Bandersnatch: Netflix’s first interactive film


Bandersnatch marks Netflix’s first ever interactive style episode/movie, including five possible alternative endings. The film was released December 28th, after taking over seven weeks to film all 250 segments of footage.

The release of Black Mirror’s new interactive-style movie on December 28 left
most Netflix viewers either confused, impressed or a mix of the two. The episode, which was the length of a normal movie, follows the life of a teenager in 1980s London as he struggles to create a choose-your-own-adventure style video game.

This video game is programmed to have the player in control and get to make choices for the character, which leads to alternate endings and different scenarios. The movie follows the same style: viewers frequently are asked to make decisions for the character, choices which vary in levels of intensity and importance.

Many viewers found the numerous ending options confusing and many found the episode hard to follow. Producer Russell McLean agreed, and even he isn’t sure of how many endings are available.

“I’m not even sure how you’d count.
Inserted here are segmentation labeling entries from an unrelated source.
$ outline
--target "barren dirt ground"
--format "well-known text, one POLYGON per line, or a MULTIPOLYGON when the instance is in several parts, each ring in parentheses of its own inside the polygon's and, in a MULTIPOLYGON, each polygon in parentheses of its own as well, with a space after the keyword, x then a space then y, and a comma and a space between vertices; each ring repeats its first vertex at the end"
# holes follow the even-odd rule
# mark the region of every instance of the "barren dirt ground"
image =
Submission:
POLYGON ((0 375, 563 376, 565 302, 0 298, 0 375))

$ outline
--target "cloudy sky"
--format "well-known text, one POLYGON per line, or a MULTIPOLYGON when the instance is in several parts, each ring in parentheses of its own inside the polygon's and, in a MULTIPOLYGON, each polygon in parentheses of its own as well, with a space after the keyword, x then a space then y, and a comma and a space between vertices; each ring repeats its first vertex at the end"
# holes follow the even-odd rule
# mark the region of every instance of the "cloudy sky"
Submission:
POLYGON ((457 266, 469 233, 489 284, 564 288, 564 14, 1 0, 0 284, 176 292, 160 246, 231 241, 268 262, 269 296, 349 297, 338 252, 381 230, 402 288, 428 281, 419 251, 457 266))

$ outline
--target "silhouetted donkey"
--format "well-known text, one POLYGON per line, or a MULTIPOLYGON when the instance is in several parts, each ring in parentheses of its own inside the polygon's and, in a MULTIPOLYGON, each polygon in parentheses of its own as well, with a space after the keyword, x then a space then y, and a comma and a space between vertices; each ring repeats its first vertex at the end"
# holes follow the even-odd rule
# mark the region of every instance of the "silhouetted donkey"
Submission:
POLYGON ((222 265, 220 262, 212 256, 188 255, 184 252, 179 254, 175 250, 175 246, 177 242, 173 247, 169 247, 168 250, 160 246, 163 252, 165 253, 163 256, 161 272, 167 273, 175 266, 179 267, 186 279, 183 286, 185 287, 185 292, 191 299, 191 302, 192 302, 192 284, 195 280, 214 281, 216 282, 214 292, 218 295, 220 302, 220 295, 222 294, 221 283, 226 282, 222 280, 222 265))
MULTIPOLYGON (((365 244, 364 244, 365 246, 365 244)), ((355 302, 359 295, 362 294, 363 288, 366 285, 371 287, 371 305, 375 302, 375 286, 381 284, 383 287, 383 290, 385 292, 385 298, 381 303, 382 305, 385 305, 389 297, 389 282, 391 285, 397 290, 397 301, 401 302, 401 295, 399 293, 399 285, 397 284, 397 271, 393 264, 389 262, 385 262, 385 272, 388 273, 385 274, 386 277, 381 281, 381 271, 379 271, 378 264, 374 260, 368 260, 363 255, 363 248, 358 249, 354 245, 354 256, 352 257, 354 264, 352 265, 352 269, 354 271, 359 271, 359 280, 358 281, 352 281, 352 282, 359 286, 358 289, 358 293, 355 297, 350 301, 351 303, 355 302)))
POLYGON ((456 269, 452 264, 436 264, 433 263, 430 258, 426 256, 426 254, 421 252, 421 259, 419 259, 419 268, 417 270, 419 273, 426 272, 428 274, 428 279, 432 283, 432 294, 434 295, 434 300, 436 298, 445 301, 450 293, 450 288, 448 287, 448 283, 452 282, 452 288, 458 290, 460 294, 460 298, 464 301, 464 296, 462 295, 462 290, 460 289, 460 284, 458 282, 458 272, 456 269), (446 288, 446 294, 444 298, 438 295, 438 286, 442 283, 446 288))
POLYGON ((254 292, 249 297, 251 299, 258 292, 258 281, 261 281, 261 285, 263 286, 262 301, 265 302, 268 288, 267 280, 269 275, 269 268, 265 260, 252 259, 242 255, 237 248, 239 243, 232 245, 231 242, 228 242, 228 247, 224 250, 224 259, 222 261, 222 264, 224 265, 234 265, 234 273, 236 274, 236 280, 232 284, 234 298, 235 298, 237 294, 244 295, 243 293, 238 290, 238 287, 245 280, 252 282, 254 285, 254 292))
There are eight variants of one part of the story depending on which piece of music you’ve chosen,” McLean told Wired.

The character’s music choice was one of the first options in the episode; they are given a choice between Tangerine Dream and Tomita, which then  plays in the background of the episode.

The episode includes two and a half hours of footage, combined into 250 segments. Due to the intricate plot line paired with filming every choice one can make, the entirety of the episode took seven weeks to film. As impressive as the design is, some people say that the episode had too many choices, didn’t make any sense or was boring.

“I honestly didn’t love Bandersnatch. I got really confused halfway through because I kept having to restart or I just died. I eventually stopped halfway through, it took too long,” junior Ethan Oyeniyi said.

Watching the film fully through takes about 75 minutes (Not including restarts). If a viewer makes the wrong choice, or gets killed during the episode, they are restarted and given a montage of everything that happened in the episode to lead up to that point in which they got killed. Many people who watched the episode claim they watched it again, with a flowchart that can be found online, to guide them on what decisions to make that will lead to the end of the game.

“I really enjoyed Bandersnatch. I think it’s a really interesting concept that I’ve never seen before, and it’s a good idea to let the audience choose their story basically, and reach an ending that they feel they had a part in. I hope after that more shows start to include this, or movies,” sophomore Caylah Kang said.

Get ready Netflix viewers, because Bandersnatch might be just the beginning in the interactive choose-your-own-adventure movie genre.